La Vanguardia

Muñecos de paja

- Jordi Llavina

Amenudo me pregunto acerca del funcionami­ento, tan caprichoso o aleatorio, de la memoria. ¿Por qué recordamos según qué y, en cambio, no retenemos elementos claramente más relevantes? ¿A qué se debe que, en la evocación personal de un hecho, no aparezca aquello que, por el contrario, no falla jamás en la de nuestros hermanos o primos, que también estaban allí?

Hace poco recibí, procedente de una casa que para mí fue familiar, un hato de libros y papeles muy viejos, personales.

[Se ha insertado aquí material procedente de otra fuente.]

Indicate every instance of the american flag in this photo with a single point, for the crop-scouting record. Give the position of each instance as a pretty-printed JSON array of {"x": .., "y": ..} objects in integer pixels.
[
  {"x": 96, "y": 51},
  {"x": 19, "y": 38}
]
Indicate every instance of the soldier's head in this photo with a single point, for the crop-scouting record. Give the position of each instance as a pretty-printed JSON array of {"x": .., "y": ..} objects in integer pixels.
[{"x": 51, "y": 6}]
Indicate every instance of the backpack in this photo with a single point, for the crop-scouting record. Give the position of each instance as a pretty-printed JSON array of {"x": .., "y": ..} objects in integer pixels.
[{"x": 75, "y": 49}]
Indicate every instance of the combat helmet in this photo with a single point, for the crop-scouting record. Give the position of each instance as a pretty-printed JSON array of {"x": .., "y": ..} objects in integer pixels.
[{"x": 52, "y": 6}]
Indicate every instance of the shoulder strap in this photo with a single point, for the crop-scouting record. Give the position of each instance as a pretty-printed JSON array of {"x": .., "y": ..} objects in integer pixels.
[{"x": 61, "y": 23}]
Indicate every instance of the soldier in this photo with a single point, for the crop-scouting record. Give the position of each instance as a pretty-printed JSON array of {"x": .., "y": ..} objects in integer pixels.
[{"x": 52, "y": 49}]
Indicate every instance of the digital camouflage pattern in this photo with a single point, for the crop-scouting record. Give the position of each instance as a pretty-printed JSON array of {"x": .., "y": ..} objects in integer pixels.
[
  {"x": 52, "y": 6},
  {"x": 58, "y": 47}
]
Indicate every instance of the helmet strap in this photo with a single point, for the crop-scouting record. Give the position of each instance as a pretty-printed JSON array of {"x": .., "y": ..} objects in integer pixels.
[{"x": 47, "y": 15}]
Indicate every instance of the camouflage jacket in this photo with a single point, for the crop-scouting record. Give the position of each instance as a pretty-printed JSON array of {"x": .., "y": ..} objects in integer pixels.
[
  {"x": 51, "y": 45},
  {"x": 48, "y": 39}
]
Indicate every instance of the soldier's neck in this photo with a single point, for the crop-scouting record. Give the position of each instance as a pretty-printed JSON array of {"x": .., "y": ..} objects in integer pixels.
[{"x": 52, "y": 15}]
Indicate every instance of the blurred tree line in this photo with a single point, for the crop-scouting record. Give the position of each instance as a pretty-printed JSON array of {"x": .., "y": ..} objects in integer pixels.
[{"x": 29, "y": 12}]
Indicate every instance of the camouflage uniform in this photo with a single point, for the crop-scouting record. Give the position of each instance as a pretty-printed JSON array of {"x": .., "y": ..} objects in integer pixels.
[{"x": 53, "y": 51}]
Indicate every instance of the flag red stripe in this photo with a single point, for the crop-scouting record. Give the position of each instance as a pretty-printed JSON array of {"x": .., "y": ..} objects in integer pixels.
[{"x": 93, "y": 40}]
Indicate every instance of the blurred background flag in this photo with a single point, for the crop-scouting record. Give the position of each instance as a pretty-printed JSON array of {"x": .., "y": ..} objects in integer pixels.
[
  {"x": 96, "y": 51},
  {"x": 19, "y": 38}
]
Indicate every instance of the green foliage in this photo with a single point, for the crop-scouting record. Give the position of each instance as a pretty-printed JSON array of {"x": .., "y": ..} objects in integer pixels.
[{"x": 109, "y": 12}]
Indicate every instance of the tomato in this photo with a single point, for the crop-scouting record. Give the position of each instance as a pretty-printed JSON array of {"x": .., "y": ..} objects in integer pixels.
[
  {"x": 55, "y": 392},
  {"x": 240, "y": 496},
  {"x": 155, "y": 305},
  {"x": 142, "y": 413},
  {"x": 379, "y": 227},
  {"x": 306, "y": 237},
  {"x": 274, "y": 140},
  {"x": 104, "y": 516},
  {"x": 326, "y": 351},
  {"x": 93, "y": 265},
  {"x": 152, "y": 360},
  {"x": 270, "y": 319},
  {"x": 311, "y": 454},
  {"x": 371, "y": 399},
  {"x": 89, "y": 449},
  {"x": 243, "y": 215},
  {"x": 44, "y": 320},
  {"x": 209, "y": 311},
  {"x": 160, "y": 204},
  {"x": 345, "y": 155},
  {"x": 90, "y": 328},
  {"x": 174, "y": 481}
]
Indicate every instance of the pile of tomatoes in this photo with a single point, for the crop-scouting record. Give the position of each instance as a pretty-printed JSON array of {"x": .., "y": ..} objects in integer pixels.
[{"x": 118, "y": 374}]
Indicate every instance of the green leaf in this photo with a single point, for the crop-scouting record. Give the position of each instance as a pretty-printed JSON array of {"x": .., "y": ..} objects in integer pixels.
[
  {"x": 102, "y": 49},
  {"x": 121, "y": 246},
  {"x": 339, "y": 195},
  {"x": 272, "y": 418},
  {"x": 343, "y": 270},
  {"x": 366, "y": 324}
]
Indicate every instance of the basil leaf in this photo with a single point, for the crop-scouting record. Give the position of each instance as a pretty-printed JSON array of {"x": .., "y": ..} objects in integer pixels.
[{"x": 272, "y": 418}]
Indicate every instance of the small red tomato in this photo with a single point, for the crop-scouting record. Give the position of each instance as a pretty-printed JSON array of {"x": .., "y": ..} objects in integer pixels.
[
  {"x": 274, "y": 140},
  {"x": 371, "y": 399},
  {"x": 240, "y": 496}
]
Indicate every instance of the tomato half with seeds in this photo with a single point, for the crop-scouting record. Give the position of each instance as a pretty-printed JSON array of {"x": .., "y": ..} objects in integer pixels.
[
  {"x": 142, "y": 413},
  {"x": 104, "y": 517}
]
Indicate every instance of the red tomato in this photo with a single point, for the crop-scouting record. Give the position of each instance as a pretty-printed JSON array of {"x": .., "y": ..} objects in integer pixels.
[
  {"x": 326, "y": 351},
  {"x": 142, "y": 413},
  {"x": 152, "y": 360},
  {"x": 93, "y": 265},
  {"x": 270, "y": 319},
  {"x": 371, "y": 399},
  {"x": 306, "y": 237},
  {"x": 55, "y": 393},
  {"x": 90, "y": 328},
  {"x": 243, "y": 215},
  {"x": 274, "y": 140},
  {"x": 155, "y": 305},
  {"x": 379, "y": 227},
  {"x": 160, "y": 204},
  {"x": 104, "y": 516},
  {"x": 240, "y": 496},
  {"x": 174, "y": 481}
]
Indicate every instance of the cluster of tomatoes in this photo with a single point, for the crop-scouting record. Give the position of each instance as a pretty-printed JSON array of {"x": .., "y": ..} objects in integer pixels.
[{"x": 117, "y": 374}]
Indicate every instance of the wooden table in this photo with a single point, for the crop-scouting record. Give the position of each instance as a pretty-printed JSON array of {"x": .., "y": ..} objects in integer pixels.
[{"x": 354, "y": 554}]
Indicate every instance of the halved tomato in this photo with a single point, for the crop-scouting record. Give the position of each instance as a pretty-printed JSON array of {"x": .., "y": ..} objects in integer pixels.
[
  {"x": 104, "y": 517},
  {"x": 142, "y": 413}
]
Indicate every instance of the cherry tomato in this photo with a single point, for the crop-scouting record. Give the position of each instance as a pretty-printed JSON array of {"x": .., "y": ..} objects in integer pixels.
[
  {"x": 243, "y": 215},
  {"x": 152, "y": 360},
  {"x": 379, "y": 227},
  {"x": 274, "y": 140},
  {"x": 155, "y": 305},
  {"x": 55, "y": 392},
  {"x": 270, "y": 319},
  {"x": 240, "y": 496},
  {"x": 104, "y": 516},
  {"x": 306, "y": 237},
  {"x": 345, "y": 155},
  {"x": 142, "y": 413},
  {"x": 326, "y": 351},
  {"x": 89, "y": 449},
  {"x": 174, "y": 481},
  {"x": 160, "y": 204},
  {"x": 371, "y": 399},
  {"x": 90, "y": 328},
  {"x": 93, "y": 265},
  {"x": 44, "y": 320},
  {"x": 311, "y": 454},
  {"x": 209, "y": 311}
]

Entre tanto papel, algunos pliegos de poemas míos escritos –los más añejos– en 1982. El primero de todos, perpetrado a la edad de catorce años, se titulaba Muñecos de paja, y era una suite poética lastrada por mi admiración adolescent­e por Salvat-Papasseit. De entre todo ese tesoro de papel marchito y grapas oxidadas (que también mancharon de óxido el papel), rescaté un capítulo fotocopiad­o del libro cuarto de El Espectador, de Ortega y Gasset, titulado “Las dos grandes metáforas”, una delicia.

Alguna vez, evocando ese ensayo de Ortega leído treinta años atrás en mi primer curso de carrera, había intentado dar con él en alguna librería, siempre infructuos­amente. Ahora, y del modo más azaroso, ha vuelto a mis manos y a mis ojos. Recordaba de él lo que hoy constato que es un ejemplo marginal, prescindib­le, en la argumentac­ión del filósofo madrileño. Cuando este defiende que el conocimien­to humano presta más atención a lo que se mueve que a lo que está siempre quieto, aduce lo siguiente: “Los que habitan junto a una catarata no suelen oír su estruendo, y, en cambio, si acaso cesa el torrente, perciben lo que menos pudiera creerse: el silencio”. Entonces, tres decenios atrás, al leer el texto por vez primera, ¡ni siquiera subrayé el ejemplo! Pero eso era todo cuanto yo recordaba del ensayo orteguiano: ¡nada más que un detalle!

Hace años, el poeta Jaume Subirana se preguntaba qué acabamos recordando de las novelas que leemos. En ocasiones, son cosas que nada tienen que ver estrictame­nte con el texto y sus valores (el lugar donde leímos el libro, la chica que nos lo regaló, el aroma inmarcesib­le de la tinta...). Diría que, de la mayoría de los títulos que he leído, conservo en el recuerdo detalles que, en el mejor de los casos, no merecerían ni el subrayado. Y, aun así, son detalles que me hicieron entrañable­s dichos libros, y memorables, a pesar de todo.